When a student attends a lecture which ought to be paid for, but does not pay for it, he is said to "hospitiren;" and he is allowed twice or three times to hospitiren. If, however, he does this for a whole semester, in order to devote the price of the lecture to some other object, the students call this "to shoot a lecture." The description of this term, is also thus explained by Schluck. "The student has the right to seize upon other people's property, that is, to shoot, to prefer, to lay the charge upon another. This is a new mode of putting oneself into possession of something; that is, to commit a theft of a life-and-soulless thing, and call it only a half-theft. Shooting distinguishes itself essentially from stealing. First, by the student privately conveying it away at once; and secondly, by giving the owner of the property notice of what he had done, after it is done. This mode of taking possession is not so much according to our customs as those of the Lacedæmonians, which brought no shame to any one by the statutes of Lycurgus, but rather honour and fame, to him who unobserved and in a clever style carried off any thing."

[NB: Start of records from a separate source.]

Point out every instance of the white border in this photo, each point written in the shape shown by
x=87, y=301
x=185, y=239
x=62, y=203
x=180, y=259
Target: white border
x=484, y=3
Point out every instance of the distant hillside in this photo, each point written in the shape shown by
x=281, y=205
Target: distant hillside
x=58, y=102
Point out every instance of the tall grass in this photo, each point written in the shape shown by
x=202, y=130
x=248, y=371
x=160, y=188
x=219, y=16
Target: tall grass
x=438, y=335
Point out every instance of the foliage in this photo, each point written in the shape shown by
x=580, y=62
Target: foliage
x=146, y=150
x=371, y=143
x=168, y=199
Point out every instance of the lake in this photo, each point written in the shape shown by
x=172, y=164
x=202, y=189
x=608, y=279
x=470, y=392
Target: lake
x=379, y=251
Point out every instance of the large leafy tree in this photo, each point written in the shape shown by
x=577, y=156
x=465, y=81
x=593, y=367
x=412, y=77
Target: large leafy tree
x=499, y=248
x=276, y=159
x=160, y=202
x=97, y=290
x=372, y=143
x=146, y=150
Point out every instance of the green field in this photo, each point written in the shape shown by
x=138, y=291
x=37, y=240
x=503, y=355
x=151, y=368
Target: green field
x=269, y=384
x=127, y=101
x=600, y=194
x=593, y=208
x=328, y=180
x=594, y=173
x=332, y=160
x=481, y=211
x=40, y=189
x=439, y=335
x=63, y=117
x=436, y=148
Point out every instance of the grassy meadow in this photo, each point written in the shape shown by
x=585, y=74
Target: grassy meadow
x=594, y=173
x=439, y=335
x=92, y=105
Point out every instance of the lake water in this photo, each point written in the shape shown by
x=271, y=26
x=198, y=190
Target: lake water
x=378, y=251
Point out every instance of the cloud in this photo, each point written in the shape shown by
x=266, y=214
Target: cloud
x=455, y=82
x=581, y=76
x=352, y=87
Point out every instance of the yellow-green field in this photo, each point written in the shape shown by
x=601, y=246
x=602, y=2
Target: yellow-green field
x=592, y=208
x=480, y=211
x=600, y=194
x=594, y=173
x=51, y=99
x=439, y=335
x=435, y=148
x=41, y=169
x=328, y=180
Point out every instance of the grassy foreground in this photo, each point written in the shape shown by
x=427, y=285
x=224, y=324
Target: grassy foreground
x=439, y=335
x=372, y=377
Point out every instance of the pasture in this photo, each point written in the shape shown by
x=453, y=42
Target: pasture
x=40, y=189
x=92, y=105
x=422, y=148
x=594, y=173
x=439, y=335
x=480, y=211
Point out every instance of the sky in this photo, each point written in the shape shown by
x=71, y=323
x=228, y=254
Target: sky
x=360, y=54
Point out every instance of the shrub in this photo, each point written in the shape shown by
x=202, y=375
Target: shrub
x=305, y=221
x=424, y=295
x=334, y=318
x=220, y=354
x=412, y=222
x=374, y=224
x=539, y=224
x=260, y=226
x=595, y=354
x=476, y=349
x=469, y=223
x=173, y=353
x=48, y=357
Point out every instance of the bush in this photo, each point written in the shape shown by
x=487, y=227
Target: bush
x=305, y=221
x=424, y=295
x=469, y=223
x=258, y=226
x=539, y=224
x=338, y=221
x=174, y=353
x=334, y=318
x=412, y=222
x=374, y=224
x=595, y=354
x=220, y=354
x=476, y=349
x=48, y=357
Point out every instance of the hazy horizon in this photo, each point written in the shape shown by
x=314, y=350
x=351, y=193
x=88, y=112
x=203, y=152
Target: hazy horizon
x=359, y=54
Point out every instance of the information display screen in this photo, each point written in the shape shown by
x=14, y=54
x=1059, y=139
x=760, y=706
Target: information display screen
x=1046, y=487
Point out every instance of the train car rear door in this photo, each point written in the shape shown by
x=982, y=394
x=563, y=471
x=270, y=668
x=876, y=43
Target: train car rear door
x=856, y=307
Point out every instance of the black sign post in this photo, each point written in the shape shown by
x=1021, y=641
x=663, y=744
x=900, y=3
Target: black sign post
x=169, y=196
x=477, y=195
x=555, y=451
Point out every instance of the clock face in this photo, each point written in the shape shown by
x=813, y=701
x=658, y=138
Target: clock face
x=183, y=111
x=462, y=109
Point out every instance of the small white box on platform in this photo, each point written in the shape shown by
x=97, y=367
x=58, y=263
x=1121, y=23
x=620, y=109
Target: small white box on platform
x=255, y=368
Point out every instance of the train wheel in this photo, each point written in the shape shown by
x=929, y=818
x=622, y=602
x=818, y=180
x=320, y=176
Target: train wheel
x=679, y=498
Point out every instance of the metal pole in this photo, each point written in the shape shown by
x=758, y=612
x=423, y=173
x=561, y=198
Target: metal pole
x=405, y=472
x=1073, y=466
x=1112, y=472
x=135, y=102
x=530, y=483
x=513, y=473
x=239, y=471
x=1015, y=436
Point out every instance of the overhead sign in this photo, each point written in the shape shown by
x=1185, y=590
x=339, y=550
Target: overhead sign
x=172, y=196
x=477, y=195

The principal objects of conveyance, are pipes, sticks, spurs, chore-tassels for the embellishment of pipes, riding-whips, and money to the amount of a doubel. What is more than that must be merely taken in loan, if it be there to take.

Friend Freisleben has, in this chapter, given us some notifications of the manner in which he amuses himself in his hours of relaxation. Yet we must hope that these are not all the fountains of enjoyment, that are flowing for his refreshment, when he finds himself exhausted with such arduous battles in the field of science. Our care indeed, is unnecessary, since the inventive head of the student has, in all times, least of all neglected this portion of his life.

But before we speak of other diversions, which our hero, partly in his own and partly in other Kneips enjoys, or without, in the free air, we must devote a few lines to that faithful companion, his dog. Some will, perhaps say, "What! is it not enough that we have to do with the wild student, must we also encounter his unmannerly hound?" But good reader, recollect yourself of the words of Wagner in Faust:

E'en the wise man, howe'er profound,
Loves, when well trained, the generous hound,--
And well deserveth he thy favour too,
The student's scholar, apt and nobly true.